La correction de l'or depuis ses records de janvier s'est accentuée, un dollar renaissant et des rendements obligataires élevés contraignant à un réajustement des anticipations de prix à court terme.
L'or est passé sous la barre des 4 000 $ l'once cette semaine, pour la première fois depuis mars, prolongeant son déclin par rapport au record de janvier de 5 477,79 $, alors que le dollar grimpait et que les paris sur une hausse des taux s'intensifiaient. L'or au comptant s'échangeait à 4 037,38 $ l'once le 25 juin, en baisse de 1,73 % sur la séance et de 26,30 % sous son plus haut niveau sur 52 semaines, selon les données de marché.

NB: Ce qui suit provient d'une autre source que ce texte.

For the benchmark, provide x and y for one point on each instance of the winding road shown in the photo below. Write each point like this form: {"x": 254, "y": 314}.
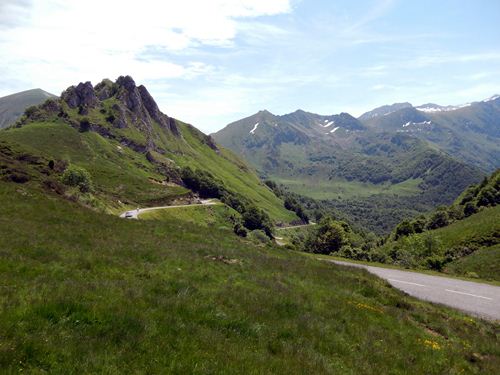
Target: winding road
{"x": 478, "y": 299}
{"x": 134, "y": 214}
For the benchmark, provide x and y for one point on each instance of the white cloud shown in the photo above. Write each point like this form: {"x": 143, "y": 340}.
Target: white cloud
{"x": 55, "y": 43}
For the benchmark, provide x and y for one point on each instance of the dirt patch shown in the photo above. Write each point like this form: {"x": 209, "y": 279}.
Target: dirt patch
{"x": 223, "y": 259}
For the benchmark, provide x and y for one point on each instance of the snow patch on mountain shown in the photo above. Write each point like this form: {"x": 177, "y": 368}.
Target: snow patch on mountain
{"x": 254, "y": 128}
{"x": 440, "y": 108}
{"x": 409, "y": 123}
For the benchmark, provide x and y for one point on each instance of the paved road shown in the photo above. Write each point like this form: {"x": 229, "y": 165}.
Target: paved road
{"x": 296, "y": 226}
{"x": 135, "y": 213}
{"x": 475, "y": 298}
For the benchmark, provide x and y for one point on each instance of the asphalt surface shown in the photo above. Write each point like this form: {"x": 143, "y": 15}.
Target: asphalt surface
{"x": 134, "y": 214}
{"x": 478, "y": 299}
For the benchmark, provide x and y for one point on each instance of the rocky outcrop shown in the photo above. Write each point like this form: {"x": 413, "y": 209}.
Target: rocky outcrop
{"x": 121, "y": 103}
{"x": 82, "y": 96}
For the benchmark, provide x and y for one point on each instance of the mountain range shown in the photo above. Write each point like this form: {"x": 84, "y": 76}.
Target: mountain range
{"x": 390, "y": 163}
{"x": 469, "y": 132}
{"x": 134, "y": 153}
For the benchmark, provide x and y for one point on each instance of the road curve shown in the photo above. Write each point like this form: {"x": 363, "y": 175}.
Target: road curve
{"x": 478, "y": 299}
{"x": 135, "y": 213}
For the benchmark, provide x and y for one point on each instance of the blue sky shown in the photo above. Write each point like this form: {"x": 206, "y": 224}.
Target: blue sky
{"x": 211, "y": 62}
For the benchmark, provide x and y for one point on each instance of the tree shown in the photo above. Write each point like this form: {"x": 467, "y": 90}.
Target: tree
{"x": 254, "y": 218}
{"x": 469, "y": 209}
{"x": 419, "y": 224}
{"x": 79, "y": 177}
{"x": 405, "y": 228}
{"x": 438, "y": 220}
{"x": 329, "y": 237}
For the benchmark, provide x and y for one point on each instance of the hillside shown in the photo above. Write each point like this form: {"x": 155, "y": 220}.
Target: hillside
{"x": 12, "y": 106}
{"x": 470, "y": 132}
{"x": 134, "y": 154}
{"x": 374, "y": 178}
{"x": 86, "y": 292}
{"x": 461, "y": 239}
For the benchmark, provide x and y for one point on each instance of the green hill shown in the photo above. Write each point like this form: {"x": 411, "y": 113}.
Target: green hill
{"x": 12, "y": 106}
{"x": 376, "y": 179}
{"x": 460, "y": 239}
{"x": 83, "y": 291}
{"x": 133, "y": 152}
{"x": 87, "y": 292}
{"x": 471, "y": 132}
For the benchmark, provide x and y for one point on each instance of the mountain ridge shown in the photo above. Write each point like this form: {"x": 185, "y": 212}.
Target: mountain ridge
{"x": 12, "y": 106}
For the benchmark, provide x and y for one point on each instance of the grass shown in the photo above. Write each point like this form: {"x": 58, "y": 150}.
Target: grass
{"x": 235, "y": 174}
{"x": 476, "y": 234}
{"x": 124, "y": 177}
{"x": 483, "y": 263}
{"x": 215, "y": 216}
{"x": 343, "y": 189}
{"x": 118, "y": 172}
{"x": 82, "y": 292}
{"x": 474, "y": 229}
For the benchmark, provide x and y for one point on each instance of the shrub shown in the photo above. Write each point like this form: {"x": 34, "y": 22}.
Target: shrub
{"x": 469, "y": 209}
{"x": 240, "y": 230}
{"x": 254, "y": 218}
{"x": 78, "y": 177}
{"x": 438, "y": 220}
{"x": 328, "y": 238}
{"x": 405, "y": 228}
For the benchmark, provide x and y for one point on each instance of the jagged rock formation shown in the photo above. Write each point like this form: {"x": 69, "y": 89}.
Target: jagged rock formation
{"x": 124, "y": 105}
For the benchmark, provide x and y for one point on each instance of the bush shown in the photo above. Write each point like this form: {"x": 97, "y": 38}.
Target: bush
{"x": 78, "y": 177}
{"x": 84, "y": 125}
{"x": 328, "y": 238}
{"x": 405, "y": 228}
{"x": 240, "y": 230}
{"x": 254, "y": 218}
{"x": 469, "y": 209}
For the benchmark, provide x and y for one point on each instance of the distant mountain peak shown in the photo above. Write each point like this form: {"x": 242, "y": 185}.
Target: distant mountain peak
{"x": 492, "y": 98}
{"x": 384, "y": 110}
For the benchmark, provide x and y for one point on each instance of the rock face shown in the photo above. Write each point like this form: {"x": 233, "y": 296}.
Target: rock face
{"x": 121, "y": 104}
{"x": 81, "y": 96}
{"x": 134, "y": 106}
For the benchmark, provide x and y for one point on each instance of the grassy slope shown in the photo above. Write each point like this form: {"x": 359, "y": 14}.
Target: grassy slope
{"x": 85, "y": 292}
{"x": 13, "y": 106}
{"x": 474, "y": 229}
{"x": 484, "y": 263}
{"x": 477, "y": 232}
{"x": 118, "y": 171}
{"x": 124, "y": 175}
{"x": 235, "y": 174}
{"x": 342, "y": 189}
{"x": 215, "y": 216}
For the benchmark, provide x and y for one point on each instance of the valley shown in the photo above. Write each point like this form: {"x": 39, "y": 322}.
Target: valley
{"x": 213, "y": 259}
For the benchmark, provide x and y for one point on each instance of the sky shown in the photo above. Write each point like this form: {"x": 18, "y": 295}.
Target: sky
{"x": 211, "y": 62}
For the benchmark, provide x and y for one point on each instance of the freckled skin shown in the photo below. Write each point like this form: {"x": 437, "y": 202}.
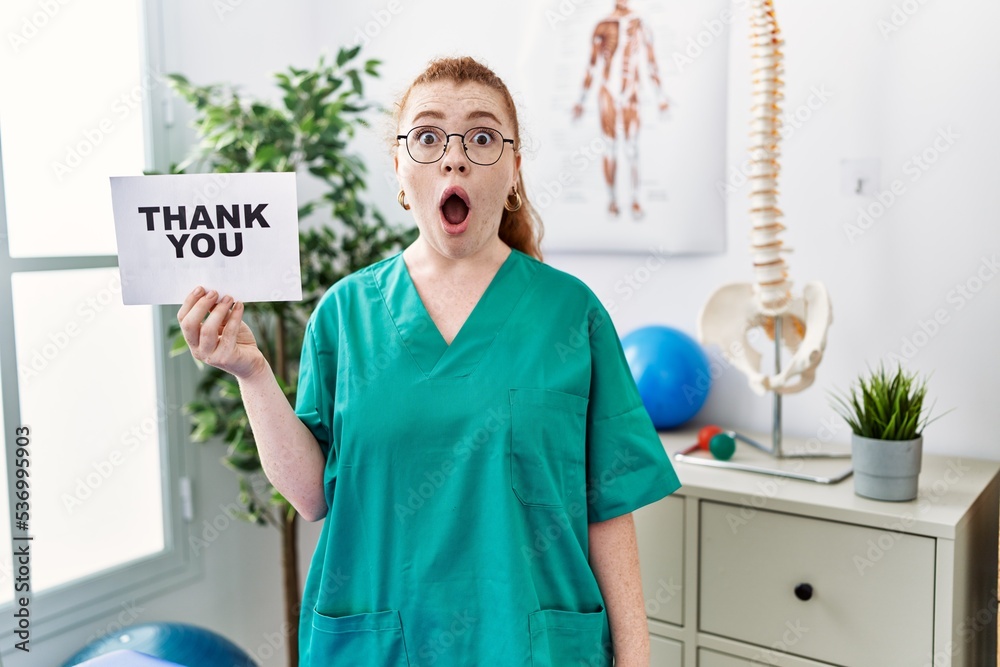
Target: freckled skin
{"x": 451, "y": 272}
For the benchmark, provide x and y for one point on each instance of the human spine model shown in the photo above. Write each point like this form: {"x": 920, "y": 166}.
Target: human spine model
{"x": 772, "y": 287}
{"x": 738, "y": 308}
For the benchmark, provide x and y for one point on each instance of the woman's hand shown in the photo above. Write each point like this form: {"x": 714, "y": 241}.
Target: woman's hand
{"x": 222, "y": 339}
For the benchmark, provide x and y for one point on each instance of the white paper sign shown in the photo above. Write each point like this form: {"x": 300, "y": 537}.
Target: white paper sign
{"x": 235, "y": 233}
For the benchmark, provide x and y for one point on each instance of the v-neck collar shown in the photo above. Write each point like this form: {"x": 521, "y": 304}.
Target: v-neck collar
{"x": 420, "y": 335}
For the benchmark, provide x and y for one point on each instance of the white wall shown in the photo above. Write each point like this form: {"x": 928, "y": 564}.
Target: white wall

« Des rendements élevés et un dollar fort resteront probablement des vents contraires à court terme pour l'or », a déclaré Ewa Manthey, analyste matières premières chez ING, dans un rapport publié cette semaine. « Les tensions géopolitiques n'ont pas réussi à générer le type d'afflux vers les valeurs refuges observé lors des périodes d'incertitude précédentes. »
ING a abaissé sa prévision pour l'or au troisième trimestre à 4 300 $ l'once, contre 4 850 $, et son estimation pour le quatrième trimestre à 4 600 $, contre 5 000 $. La banque a réduit ses perspectives pour l'argent à 68 $ l'once au T3 et à 74 $ au T4, contre 79 $ et 84 $ respectivement. L'argent s'est échangé sous les 60 $ l'once pendant la vente massive, avant de se reprendre légèrement le 26 juin, les rendements des bons du Trésor s'étant détendus après des données sur l'inflation américaine plus faibles que prévu.
Ces dégradations reflètent un marché qui se recalibre face à un environnement de taux élevés plus durable. L'indice du dollar est monté à 101,69, son plus haut niveau depuis mai 2025, tandis que les marchés intègrent une hausse des taux dès septembre — un scénario qui prive l'or de ses deux principaux soutiens : un dollar faible et des rendements bas. La Réserve fédérale a maintenu son taux directeur entre 3,50 % et 3,75 % lors de sa réunion de juin, bien que le président Kevin Warsh ait signalé son soutien à une hausse des taux cette année.
La demande des banques centrales reste intacte
Malgré les vents contraires à court terme, ING estime que la thèse structurelle en faveur de l'or n'a pas été brisée. Les achats des banques centrales se poursuivent à un rythme soutenu, la diversification des réserves reste une priorité pour les banques centrales des marchés émergents, et les risques géopolitiques ne montrent aucun signe d'apaisement. Manthey a décrit la correction comme un « réajustement de nos prévisions, mais pas de notre vision plus large du marché ».
La banque continue de s'attendre à ce que l'argent surperforme modestement l'or à moyen terme, soutenu par les déficits persistants du marché et les tendances plus larges d'électrification. Cependant, Manthey a noté que certains des moteurs de demande les plus forts de l'argent deviennent moins porteurs, la croissance de la demande solaire ralentissant et les efforts continus d'optimisation dans la fabrication photovoltaïque réduisant l'intensité en argent par panneau.
L'or à la croisée des chemins
Le gain de 21,36 % de l'or sur les 12 derniers mois le maintient encore bien au-dessus de son plus bas niveau sur 52 semaines de 3 267,56 $, mais la vitesse de la correction — plus de 1 400 $ par rapport au sommet de janvier — a surpris de nombreux traders. La voie de la hausse sera probablement plus lente et plus volatile que prévu, a indiqué ING, le prochain catalyseur majeur étant la réunion de septembre de la Fed et tout changement dans le diagramme en points.
Cet article est fourni à titre informatif uniquement et ne constitue pas un conseil en investissement.